I think there are clear benefits that come from the involvement of international volunteers in an organisation like Kartlosi. This is especially so if peacebuilding is understood to encompass civil society activism and strengthening communities in ways that go beyond the immediate political issues relating to the conflict. International volunteers enable local NGOs to carry out a more diverse range of activities than would otherwise be the case. Foreign language training is one of the most tangible examples, and the region’s young people are often interested in receiving this training.
And of course, I benefit a great deal from my involvement with Kartlosi and EVS. There is the personal satisfaction of being involved in something of immediate and substantial importance. And the knowledge and understanding that come from working first-hand with local peacebuilding NGO would be impossible develop through other means. As a researcher and student of conflict and peacebuilding, this has been of immeasurable importance for me.
But it is important to be realistic about what volunteers can accomplish. Even the longest EVS projects will only begin to scratch the surface of the issues they deal with, and in many cases international volunteers will lack the language skills and deep local knowledge and expertise required to carry out the most important work that peacebuilding organisations do. But this is not their role.
The challenge is to find the right standard by which to judge the contribution that volunteers make. EVS focuses on the training of young European citizens and the development of the volunteer, as well as the benefits that volunteers bring to their organisations and communities. It would be inappropriate to hold a volunteer’s contribution to the standard of a professional, whether local or international. The impact EVS volunteers and international volunteers more generally, make on local peacebuilding may be marginal in the grand scheme of things, but sometimes what happens at the margins is what matters.
I suspect that I will gain more from my time in Georgia with Kartlosi than they will gain from my contributions. Nonetheless, I believe that the collaborative nature of EVS exchanges has the potential to result in real benefits. The most immediate and direct of these will come from teaching English to the local volunteers, activists and journalists who will make a real difference in the future of peacebuilding and conflict resolution in Georgia, from the direct personal exchanges of ideas and experiences, and from writing for an international audience who otherwise might not get to know about the work of organisations such as Kartlosi.
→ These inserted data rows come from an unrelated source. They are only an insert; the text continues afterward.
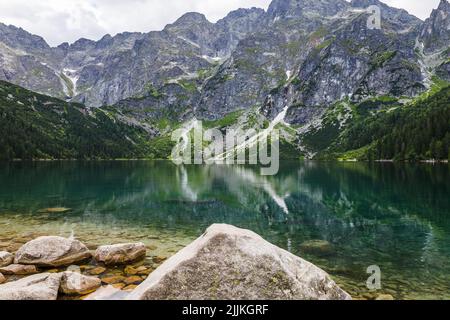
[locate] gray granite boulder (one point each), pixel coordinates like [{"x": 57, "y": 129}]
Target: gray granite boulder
[
  {"x": 42, "y": 286},
  {"x": 120, "y": 253},
  {"x": 235, "y": 264},
  {"x": 6, "y": 258},
  {"x": 73, "y": 283},
  {"x": 52, "y": 252}
]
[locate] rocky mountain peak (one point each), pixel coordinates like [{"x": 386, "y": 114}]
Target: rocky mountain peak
[
  {"x": 20, "y": 39},
  {"x": 298, "y": 8},
  {"x": 435, "y": 32},
  {"x": 191, "y": 18}
]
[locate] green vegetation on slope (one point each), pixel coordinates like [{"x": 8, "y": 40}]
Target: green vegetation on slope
[
  {"x": 34, "y": 126},
  {"x": 417, "y": 131}
]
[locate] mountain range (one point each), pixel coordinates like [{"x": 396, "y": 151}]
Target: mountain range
[{"x": 346, "y": 91}]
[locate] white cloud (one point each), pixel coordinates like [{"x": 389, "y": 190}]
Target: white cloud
[{"x": 68, "y": 20}]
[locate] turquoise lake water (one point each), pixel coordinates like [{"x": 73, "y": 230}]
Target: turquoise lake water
[{"x": 396, "y": 216}]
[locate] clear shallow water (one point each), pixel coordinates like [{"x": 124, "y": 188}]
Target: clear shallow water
[{"x": 396, "y": 216}]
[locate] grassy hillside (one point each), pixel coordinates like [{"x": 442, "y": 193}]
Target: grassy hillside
[
  {"x": 34, "y": 126},
  {"x": 418, "y": 130}
]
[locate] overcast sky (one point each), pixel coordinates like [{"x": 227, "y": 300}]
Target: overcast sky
[{"x": 68, "y": 20}]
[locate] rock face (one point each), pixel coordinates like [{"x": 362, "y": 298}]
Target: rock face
[
  {"x": 435, "y": 32},
  {"x": 37, "y": 287},
  {"x": 19, "y": 269},
  {"x": 6, "y": 258},
  {"x": 52, "y": 252},
  {"x": 231, "y": 263},
  {"x": 120, "y": 253},
  {"x": 73, "y": 283}
]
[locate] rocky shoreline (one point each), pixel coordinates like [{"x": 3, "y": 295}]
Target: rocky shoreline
[{"x": 224, "y": 263}]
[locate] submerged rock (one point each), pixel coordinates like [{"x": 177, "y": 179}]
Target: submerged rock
[
  {"x": 52, "y": 252},
  {"x": 97, "y": 271},
  {"x": 320, "y": 247},
  {"x": 78, "y": 284},
  {"x": 120, "y": 253},
  {"x": 19, "y": 269},
  {"x": 113, "y": 279},
  {"x": 6, "y": 258},
  {"x": 55, "y": 210},
  {"x": 231, "y": 263},
  {"x": 107, "y": 293},
  {"x": 37, "y": 287},
  {"x": 384, "y": 297}
]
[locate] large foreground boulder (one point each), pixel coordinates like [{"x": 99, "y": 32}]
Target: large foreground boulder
[
  {"x": 6, "y": 258},
  {"x": 231, "y": 263},
  {"x": 52, "y": 252},
  {"x": 42, "y": 286},
  {"x": 120, "y": 253}
]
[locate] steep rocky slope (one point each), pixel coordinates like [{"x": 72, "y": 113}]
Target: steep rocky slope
[{"x": 303, "y": 60}]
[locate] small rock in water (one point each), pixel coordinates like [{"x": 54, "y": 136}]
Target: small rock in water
[
  {"x": 97, "y": 271},
  {"x": 320, "y": 247},
  {"x": 55, "y": 210},
  {"x": 107, "y": 293},
  {"x": 113, "y": 279},
  {"x": 130, "y": 270},
  {"x": 131, "y": 287},
  {"x": 228, "y": 263},
  {"x": 52, "y": 252},
  {"x": 133, "y": 280},
  {"x": 159, "y": 259},
  {"x": 120, "y": 253},
  {"x": 78, "y": 284},
  {"x": 19, "y": 269},
  {"x": 6, "y": 258},
  {"x": 119, "y": 285},
  {"x": 384, "y": 297},
  {"x": 53, "y": 271},
  {"x": 42, "y": 286}
]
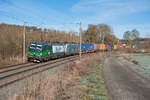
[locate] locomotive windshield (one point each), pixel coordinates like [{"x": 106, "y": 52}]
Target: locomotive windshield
[{"x": 34, "y": 47}]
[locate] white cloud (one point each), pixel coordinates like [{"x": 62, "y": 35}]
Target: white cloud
[
  {"x": 144, "y": 29},
  {"x": 106, "y": 10}
]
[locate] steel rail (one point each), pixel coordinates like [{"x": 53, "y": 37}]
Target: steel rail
[{"x": 43, "y": 66}]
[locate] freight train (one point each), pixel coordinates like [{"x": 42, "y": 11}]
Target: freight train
[{"x": 44, "y": 51}]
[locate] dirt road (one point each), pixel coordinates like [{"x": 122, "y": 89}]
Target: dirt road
[{"x": 122, "y": 83}]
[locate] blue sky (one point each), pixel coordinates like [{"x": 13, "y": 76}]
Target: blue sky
[{"x": 121, "y": 15}]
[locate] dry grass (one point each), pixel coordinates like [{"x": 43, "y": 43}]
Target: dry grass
[{"x": 64, "y": 85}]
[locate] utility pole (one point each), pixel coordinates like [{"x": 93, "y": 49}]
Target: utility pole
[
  {"x": 24, "y": 42},
  {"x": 103, "y": 40},
  {"x": 80, "y": 38}
]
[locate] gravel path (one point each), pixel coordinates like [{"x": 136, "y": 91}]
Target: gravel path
[{"x": 122, "y": 83}]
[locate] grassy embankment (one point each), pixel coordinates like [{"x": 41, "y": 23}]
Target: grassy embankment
[
  {"x": 142, "y": 65},
  {"x": 79, "y": 81}
]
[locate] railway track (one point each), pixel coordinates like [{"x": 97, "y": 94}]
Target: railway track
[{"x": 10, "y": 75}]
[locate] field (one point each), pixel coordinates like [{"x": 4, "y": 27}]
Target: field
[
  {"x": 142, "y": 59},
  {"x": 143, "y": 65}
]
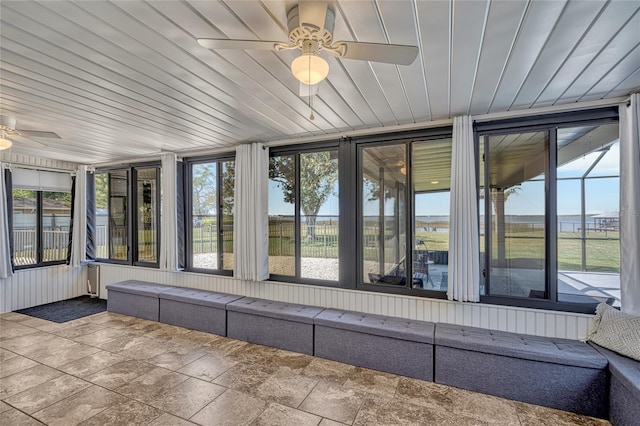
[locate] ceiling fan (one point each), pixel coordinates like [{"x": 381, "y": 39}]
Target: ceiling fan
[
  {"x": 8, "y": 129},
  {"x": 311, "y": 26}
]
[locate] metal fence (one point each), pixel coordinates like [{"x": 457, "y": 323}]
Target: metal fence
[{"x": 25, "y": 248}]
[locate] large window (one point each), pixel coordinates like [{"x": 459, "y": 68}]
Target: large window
[
  {"x": 404, "y": 205},
  {"x": 210, "y": 227},
  {"x": 128, "y": 215},
  {"x": 41, "y": 221},
  {"x": 549, "y": 206},
  {"x": 303, "y": 215}
]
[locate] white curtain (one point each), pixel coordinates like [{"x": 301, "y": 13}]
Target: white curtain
[
  {"x": 5, "y": 249},
  {"x": 169, "y": 214},
  {"x": 251, "y": 220},
  {"x": 630, "y": 205},
  {"x": 464, "y": 253},
  {"x": 79, "y": 237}
]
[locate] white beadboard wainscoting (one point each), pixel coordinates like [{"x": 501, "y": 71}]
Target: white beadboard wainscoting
[
  {"x": 508, "y": 318},
  {"x": 38, "y": 286}
]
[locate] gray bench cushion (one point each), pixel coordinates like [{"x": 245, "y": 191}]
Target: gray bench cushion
[
  {"x": 272, "y": 309},
  {"x": 378, "y": 325},
  {"x": 198, "y": 297},
  {"x": 141, "y": 288},
  {"x": 533, "y": 348},
  {"x": 624, "y": 396}
]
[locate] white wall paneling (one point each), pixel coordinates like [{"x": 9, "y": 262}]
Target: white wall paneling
[
  {"x": 507, "y": 318},
  {"x": 38, "y": 286}
]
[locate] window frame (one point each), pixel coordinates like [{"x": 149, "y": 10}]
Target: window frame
[
  {"x": 407, "y": 139},
  {"x": 296, "y": 151},
  {"x": 188, "y": 222},
  {"x": 132, "y": 219},
  {"x": 40, "y": 233},
  {"x": 550, "y": 123}
]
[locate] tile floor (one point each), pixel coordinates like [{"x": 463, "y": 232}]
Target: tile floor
[{"x": 114, "y": 369}]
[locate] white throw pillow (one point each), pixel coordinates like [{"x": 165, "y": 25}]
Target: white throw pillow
[{"x": 616, "y": 331}]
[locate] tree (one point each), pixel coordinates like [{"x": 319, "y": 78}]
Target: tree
[
  {"x": 318, "y": 177},
  {"x": 203, "y": 187}
]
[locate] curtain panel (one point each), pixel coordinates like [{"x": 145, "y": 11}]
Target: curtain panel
[
  {"x": 251, "y": 220},
  {"x": 78, "y": 253},
  {"x": 630, "y": 205},
  {"x": 169, "y": 209},
  {"x": 464, "y": 249}
]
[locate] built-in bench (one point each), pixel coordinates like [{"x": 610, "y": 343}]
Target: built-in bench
[
  {"x": 558, "y": 373},
  {"x": 394, "y": 345},
  {"x": 624, "y": 388},
  {"x": 195, "y": 309},
  {"x": 136, "y": 298},
  {"x": 565, "y": 374},
  {"x": 270, "y": 323}
]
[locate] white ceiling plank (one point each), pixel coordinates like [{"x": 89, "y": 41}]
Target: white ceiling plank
[
  {"x": 154, "y": 98},
  {"x": 624, "y": 42},
  {"x": 400, "y": 22},
  {"x": 263, "y": 83},
  {"x": 501, "y": 31},
  {"x": 599, "y": 35},
  {"x": 573, "y": 25},
  {"x": 143, "y": 43},
  {"x": 622, "y": 74},
  {"x": 468, "y": 28},
  {"x": 435, "y": 19},
  {"x": 540, "y": 19}
]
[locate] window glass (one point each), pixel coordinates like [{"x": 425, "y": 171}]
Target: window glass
[
  {"x": 147, "y": 214},
  {"x": 319, "y": 215},
  {"x": 383, "y": 180},
  {"x": 588, "y": 215},
  {"x": 41, "y": 221},
  {"x": 282, "y": 232},
  {"x": 25, "y": 227},
  {"x": 228, "y": 182},
  {"x": 102, "y": 214},
  {"x": 516, "y": 166},
  {"x": 118, "y": 218},
  {"x": 431, "y": 177},
  {"x": 204, "y": 196},
  {"x": 56, "y": 218}
]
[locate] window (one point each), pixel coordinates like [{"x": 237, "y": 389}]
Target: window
[
  {"x": 549, "y": 203},
  {"x": 41, "y": 221},
  {"x": 303, "y": 215},
  {"x": 128, "y": 215},
  {"x": 210, "y": 227},
  {"x": 404, "y": 214}
]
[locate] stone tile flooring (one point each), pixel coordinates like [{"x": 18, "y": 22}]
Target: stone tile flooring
[{"x": 114, "y": 369}]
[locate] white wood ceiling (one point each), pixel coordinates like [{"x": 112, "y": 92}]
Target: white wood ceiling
[{"x": 128, "y": 79}]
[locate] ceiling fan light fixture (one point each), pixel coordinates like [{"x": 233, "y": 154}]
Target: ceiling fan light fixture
[{"x": 310, "y": 68}]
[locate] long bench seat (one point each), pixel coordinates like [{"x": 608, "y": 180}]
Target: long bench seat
[
  {"x": 136, "y": 298},
  {"x": 624, "y": 388},
  {"x": 565, "y": 374},
  {"x": 558, "y": 373},
  {"x": 266, "y": 322},
  {"x": 395, "y": 345}
]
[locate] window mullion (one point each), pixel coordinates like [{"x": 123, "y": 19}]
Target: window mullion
[{"x": 297, "y": 221}]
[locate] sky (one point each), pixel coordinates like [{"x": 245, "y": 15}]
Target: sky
[{"x": 602, "y": 195}]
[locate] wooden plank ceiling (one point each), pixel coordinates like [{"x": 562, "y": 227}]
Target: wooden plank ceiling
[{"x": 127, "y": 79}]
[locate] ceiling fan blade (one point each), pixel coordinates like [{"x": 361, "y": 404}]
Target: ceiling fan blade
[
  {"x": 312, "y": 13},
  {"x": 376, "y": 52},
  {"x": 38, "y": 134},
  {"x": 216, "y": 43}
]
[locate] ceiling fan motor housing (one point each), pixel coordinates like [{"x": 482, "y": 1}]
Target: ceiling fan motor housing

I believe there will also be more intangible and long term positive effects. In addition to the depth and breadth of my own experience here, I am also part of an ongoing process of exchanges between European citizens in EU countries and beyond, and between organisations that are working towards peace, stronger communities and an active, socially engaged population. This process is not self-sustaining and cannot be taken for granted. It requires ongoing involvement from volunteers, NGOs, and governments and international organisations.
The Public Union Bridge of Friendship 'Kartlosi'
Kartlosi is a local peacebuilding NGO that operates in Gori, Georgia. Its aims are to contribute to the peace process and resolve the conflict with South Ossetia, to conduct dialogue between communities divided by the conflict, and to support the sustainable development of local communities in the Shida Kartli region.